After another great sail and one more night anchored at the northwest corner of Malekula we headed to Luganville and our date with the Coolidge.


Espiritu Santo, September 14th


Espiritu Santo, locally know as Santo is the largest island in Vanuatu.  It is home to the country’s second largest “city”, Luganville.  Santo first came to the attention of Americans during World War II when it was a staging point for the American military.  Men and equipment left here for the battlegrounds of the Solomon Islands and Papua New Guinea.  From a diving perspective the war left two famous sites.

 As the Americans were preparing to leave Vanuatu (then known as the New Hebrides) at the conclusion of the war in the Pacific, they offered to sell their surplus equipment for almost nothing to the British & French powers who jointly ruled the country.  Thinking that the Americans would be forced to abandon the equipment and they would eventually get it for free the ruling powers said no deal.  Much to their shock the Americans proceeded to build a long pier out into Segond Channel east of Luganville and dumped all of the equipment into the sea.  This spot is now known as million dollar point and it is a very popular dive.

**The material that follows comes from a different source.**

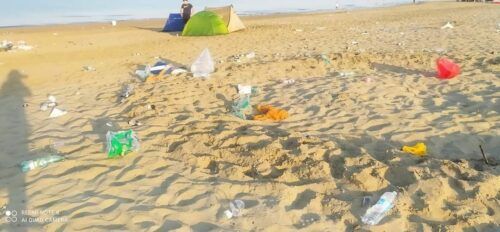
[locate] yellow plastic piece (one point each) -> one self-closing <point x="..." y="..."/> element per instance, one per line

The second, and to me the more interesting dive, is on the wreck of the President Coolidge.  The Coolidge was built in Seattle as a luxury liner.  When war broke out in the Pacific she was pressed into service as a troop ship.  As the Coolidge arrived in Luganville on October 26th 1942 she hit two “friendly” mines and began to sink in Segond Channel.  It took her several hours to go down so almost the entire crew was saved by the time the ship went to the bottom.

 The day before we dove on the Coolidge we met a man on the beach of the sparsely inhabited Tutuba Island, at the mouth of Segond Channel.  He told us that his father, who is still living, had stood on the very same beach seventy years ago and watched the ship sink.  I told him that on the same day seventy years ago my Grandfather had been on the deck of the Coolidge as it sank below him. 

On Monday we were picked up at the boat by Santo Island Divers and headed out the Channel to the Coolidge dive site.  David, our dive master from the previous day, took us down for our first dive.  The ship is lying on its side almost completely upside down with the bow higher than the stern.  We swam along the bow and past a heavily encrusted three inch gun.  Continuing on we passed the giant anchor winch and two cargo bays, the second of which was full of tires attached to what might have once been jeeps.  David showed us an old cook pot into which he had put a variety of goodies such as old shoes and a comb.  Rifles and helmets are strewn about as are ammunition shells, small and large.

 On or second dive we went inside the ship.  We followed David on a circuitous route through the bowels of the Coolidge; past the barbershop, past a long row of toilets, past sinks with handles which still turned and to the pharmacy which still had jars of powders and liquids of astonishing colors on its shelves.  There was more ammunition as well as airplane drop tanks looking like gigantic eggs abandoned in their nest.  For a somewhat unnerving thrill David had us turn off our flashlights and we floated in complete watery darkness except for the glowing flashlight fish which loomed around us.

It was an amazing experience to be able to travel through the arteries of this once vital ship.  What my Grandfather would have thought of this adventure I can only imagine.